As a result, students find them facing an even more acute shortage of housing options than in years past.

"The situation in Lund is extreme and it is even worse this year," Tova Bennett from Lund University-based student housing organisation BoPoolen, told The Local.

“It's very tough. If you haven’t placed yourself in the queue already, it is almost impossible to get an apartment."

Bennett explained that a lack of student housing as "always been a problem" in Lund, home to one of Sweden's oldest and most prestigous universities, but that the situation is even worse this year.

"We have 8,5000 rooms or apartments in Lund and 35,000 students. This means that it is really hard for someone to get somewhere to live, especially in the centre of town."

While BoPoolen was set up to help students find accommodation near the university, Bennett suggests that students may have better luck if they widen there search to include locations outside the town itself.

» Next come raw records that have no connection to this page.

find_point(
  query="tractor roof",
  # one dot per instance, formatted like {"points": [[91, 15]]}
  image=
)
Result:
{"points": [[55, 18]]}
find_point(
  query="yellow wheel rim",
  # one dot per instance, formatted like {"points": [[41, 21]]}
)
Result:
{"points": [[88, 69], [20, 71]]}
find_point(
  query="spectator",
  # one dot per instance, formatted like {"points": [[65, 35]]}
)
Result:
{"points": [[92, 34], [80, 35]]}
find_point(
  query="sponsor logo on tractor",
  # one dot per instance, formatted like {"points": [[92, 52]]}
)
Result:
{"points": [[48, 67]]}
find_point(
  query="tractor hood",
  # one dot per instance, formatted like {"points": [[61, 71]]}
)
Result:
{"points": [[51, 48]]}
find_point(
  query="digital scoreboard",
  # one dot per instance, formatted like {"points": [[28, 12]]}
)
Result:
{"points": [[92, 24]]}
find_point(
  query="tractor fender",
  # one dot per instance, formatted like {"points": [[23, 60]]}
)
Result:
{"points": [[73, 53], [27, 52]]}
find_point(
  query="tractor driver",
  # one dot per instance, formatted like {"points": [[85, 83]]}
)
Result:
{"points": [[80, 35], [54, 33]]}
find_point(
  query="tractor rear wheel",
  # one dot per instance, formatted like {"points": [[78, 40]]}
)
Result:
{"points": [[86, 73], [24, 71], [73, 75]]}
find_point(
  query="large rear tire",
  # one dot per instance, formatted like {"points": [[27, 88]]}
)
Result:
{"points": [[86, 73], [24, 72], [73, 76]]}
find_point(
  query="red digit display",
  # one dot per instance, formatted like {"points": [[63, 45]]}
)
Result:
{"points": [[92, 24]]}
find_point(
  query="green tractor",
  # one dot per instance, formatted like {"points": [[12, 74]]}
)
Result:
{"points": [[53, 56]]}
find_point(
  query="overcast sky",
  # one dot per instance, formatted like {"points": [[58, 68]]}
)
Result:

“It is a relatively small town but there are many small villages just outside the town where students live and it is easy to either cycle or commute into the university each day” she said.

“I would recommend that all students act as early as possible, use services like our own and try to contact other places privately, to try to find a second-hand contract."

The problem is exacerbated by the increasing numbers of students entering further education as a result of the baby boom in the 1990s, the largest in Sweden since since the immediate boom following World War II.

Those children are now in their early 20s and entering an already crowded system.

Universities are finding themselves deluged with applications, which in turn is putting even more pressure on the accommodation services.

In Uppsala meanwhile, the number of enrolled students increased by 1,500 people and there too it is evident that the problem is worse than last year.

“Last year was tough, but even more so this year," Markus Jonegård of Uppsala-based Studentboet, a service set up by the university to help students rent accommodation privately, told The Local.

"The best advice we can give is to do a lot of the work yourself, get your name on as many lists as possible and contact as any organisations as you can. The more active you are the better, especially for those coming this fall.”

He added that Studentboet is working closely with the university and the local council to find solutions.

“It is obvious that there is not enough accommodation for students, but it is a difficult problem for everyone. The council works very hard and it is too easy to just say they should provide more accommodation,” he says.